Gum disease is contributed to poor dental hygiene and if allowed to go untreated for any amount of time, it could very well lead to periodontal disease, a severe form of gum disease. Periodontal disease is characterized by deterioration of the bones and tooth loss. The only prevention of gum disease is good oral dental hygiene. If you are not will to commit enough tough into brushing and flossing your teeth at least twice a day, you will be at risk of developing gum disease.

Tooth Decay

Tooth decay is a common complication of poor dental hygiene. Many people are under the impression that cavities on occur in small children, because their teeth are fragile. This is a huge misconception that will lead to tooth weakened enamel and tooth decay. Consulting with a top dentist in Manhattan is a great place to start. This professional can provide you with tips and the proper tools to improve your oral health.


Just because your teeth are not to the point of decay, does not mean that you have good dental health. In fact, if you do not floss and brush your teeth regularly, you probably have poor dental health. Halitosis or bad breath is a sure sign of bad dental health. The foul odor is in most cases linked to small food particles that get wedged between the teeth. The food particles will produce bacteria over time that will emit chemicals, like hydrogen sulfide, a compound that produces an odor that is similar to rotten eggs.

Heart Disease

According to published clinical studies, poor dental health is linked to heart disease. These studies have revealed that individuals that exhibit poor dental health are two times more likely to develop heart disease at some point in their life. The plaque and bacteria that builds up in the oral cavity will cause the blood to clot, which in turn could lead to a heart attack.

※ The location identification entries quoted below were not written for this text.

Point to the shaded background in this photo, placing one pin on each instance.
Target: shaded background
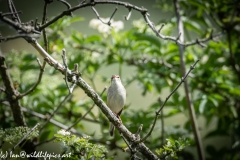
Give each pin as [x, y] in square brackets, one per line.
[33, 9]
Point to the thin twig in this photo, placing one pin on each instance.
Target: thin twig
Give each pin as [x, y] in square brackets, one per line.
[129, 14]
[11, 13]
[64, 58]
[25, 136]
[55, 111]
[167, 98]
[162, 122]
[43, 22]
[193, 119]
[4, 39]
[98, 16]
[68, 6]
[81, 118]
[42, 66]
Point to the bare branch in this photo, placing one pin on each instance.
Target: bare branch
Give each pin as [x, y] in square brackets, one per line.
[81, 118]
[25, 137]
[11, 13]
[68, 6]
[27, 36]
[13, 10]
[54, 122]
[167, 98]
[129, 14]
[38, 81]
[98, 16]
[189, 102]
[161, 28]
[55, 111]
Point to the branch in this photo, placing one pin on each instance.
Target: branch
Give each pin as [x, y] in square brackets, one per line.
[81, 118]
[4, 39]
[98, 16]
[55, 111]
[97, 100]
[167, 98]
[38, 81]
[54, 122]
[129, 6]
[193, 118]
[11, 94]
[25, 136]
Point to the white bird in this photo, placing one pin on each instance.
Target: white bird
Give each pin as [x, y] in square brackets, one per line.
[116, 98]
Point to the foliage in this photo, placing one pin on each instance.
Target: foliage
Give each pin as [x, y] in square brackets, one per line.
[169, 150]
[80, 148]
[14, 135]
[154, 65]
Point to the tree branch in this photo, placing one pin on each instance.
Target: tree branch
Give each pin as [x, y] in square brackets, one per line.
[167, 98]
[11, 95]
[186, 89]
[38, 81]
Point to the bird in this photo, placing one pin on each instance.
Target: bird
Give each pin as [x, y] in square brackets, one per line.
[116, 98]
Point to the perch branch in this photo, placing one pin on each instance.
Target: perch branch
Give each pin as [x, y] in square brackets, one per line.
[167, 98]
[42, 66]
[81, 118]
[25, 137]
[189, 102]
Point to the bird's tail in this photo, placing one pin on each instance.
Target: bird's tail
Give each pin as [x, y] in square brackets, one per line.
[112, 128]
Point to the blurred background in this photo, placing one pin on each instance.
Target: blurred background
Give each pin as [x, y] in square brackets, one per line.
[149, 68]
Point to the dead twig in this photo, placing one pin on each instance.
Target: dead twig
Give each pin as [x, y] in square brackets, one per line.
[42, 66]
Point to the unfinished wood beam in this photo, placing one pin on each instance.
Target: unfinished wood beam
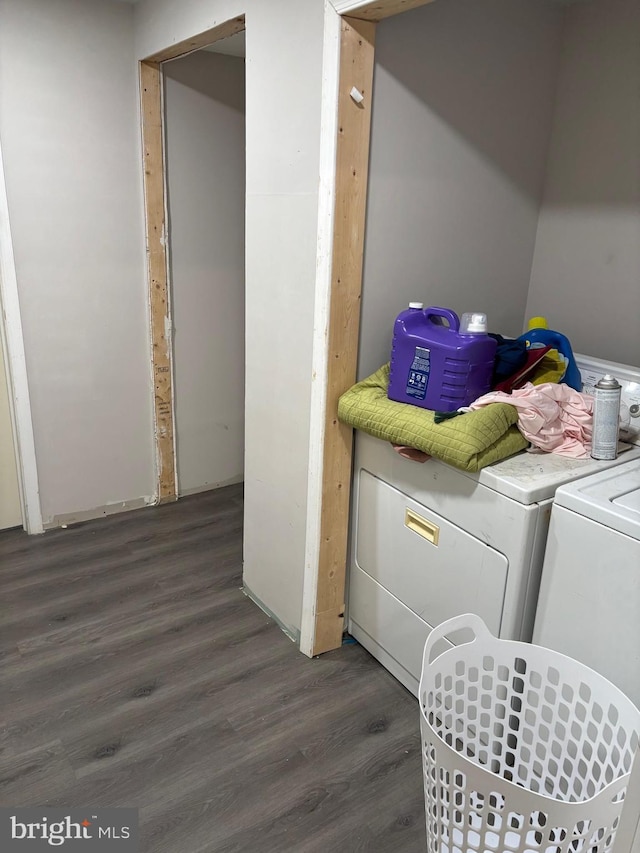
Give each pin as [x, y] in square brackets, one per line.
[158, 287]
[182, 48]
[352, 162]
[376, 10]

The same disease-causing bacterium that is linked to a heart attack is also associated with a stroke. The bacteria will move into the bloodstream and clots to form in the major arteries, such as the carotid artery. This very important blood vessel delivers blood to both the head and brain, when it becomes clogged oxygen rich blood will not be delivered to the brain. The end result is a stroke, which could have been prevented, if only you would have brushed and brushed your teeth properly.

Respiratory Ailments

Once gum disease has progressed into periodontal disease, it will put you at risk of respiratory ailments. The bacteria and infection will move through the bloodstream to the respiratory system, leading to acute bronchitis and pneumonia.